What FirstNet can learn from statewide LMR systems
Since the creation of the First Responder Network Authority (FirstNet), there has been no shortage of thoughts, opinions and conjecture regarding the task for which it was created. Congress gave birth to FirstNet when it enacted the Middle Class Tax Relief and Job Creation Act of 2012, tasking the authority—an independent entity operating within the National Telecommunications and Information Administration (NTIA)—with creating the first nationwide broadband communications network for first responders.
It is a daunting project that has been compared aptly to the building of the Interstate Highway System, another nationwide endeavor that took decades to complete and cost billions of dollars to build.
In terms of terrestrial-network coverage, FirstNet will use Long-Term Evolution (LTE), a commercial platform that is very different than the land-mobile radio (LMR) technologies that public-safety agencies have been using for decades. Eventually, the FirstNet system will need to integrate with next-generation 911 technology that will be implemented by the nation’s public-safety answering points (PSAPs).
Such is the complexity and scope of the FirstNet project that certain phrases have been uttered repeatedly—in fact, so often that they have begun to resemble modern-day adages. These include such phrases as “There’s no playbook for this,” “There’s no roadmap for this,” FirstNet will have to “blaze a new trail,” and “this network is completely unprecedented.”
However, the thing about adages is that they generally are rooted in truth. And the truth in this instance is that numerous precedents exist to help guide FirstNet in its mission. Indeed, there’s plenty to be learned from the statewide digital LMR systems that came before, particularly in the area of outreach—which could turn out to be the most vital, and most vexing, task of all.
FirstNet will need to meet numerous milestones if this network is to come to fruition, each crucial in its own right. The first involves creating an infrastructure for everything that was to follow, beginning with the naming a board of directors and determining how FirstNet would interact with the NTIA to hiring staff members qualified to develop the broadband system and implement the broader vision.

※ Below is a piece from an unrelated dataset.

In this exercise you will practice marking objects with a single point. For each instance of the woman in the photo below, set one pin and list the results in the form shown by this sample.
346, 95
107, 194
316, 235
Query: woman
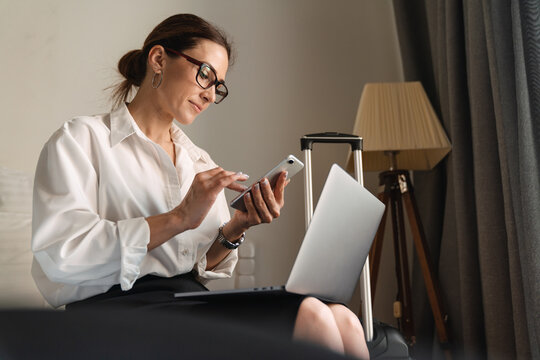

Next will be the critical tasks of developing a network design and a long-term funding mechanism, which are primary components of the roadmap approved by the FirstNet board earlier this month. Neither will be easy or quick to accomplish.
But the final task—convincing individual public-safety agencies to join the network once it is built—arguably will be the most challenging and the most important of all. That’s because taxpayers could be stuck with the greatest white elephant in the nation’s history, if FirstNet fails in this task.
Without effective outreach, it might not matter whether FirstNet builds the most advanced public-safety communications network in history—if first-responder agencies don’t trust the network or don’t believe they can afford to utilize it, they won’t join it.
That’s where the statewide public-safety radio systems come into the picture, according to Brad Stoddard, director of Michigan’s Public Safety Communications System (MPSCS), which was launched a decade ago to replace a legacy analog system that the state police had been using since the 1940s.
“If FirstNet herded those of us who are managing these large systems and asked us about the hurdles that we faced and how we overcame them … they could take note of those and meet those challenges long before they build the network,” Stoddard said. “That’s easy, low-hanging fruit. The notion that nobody has done this before [isn’t true].”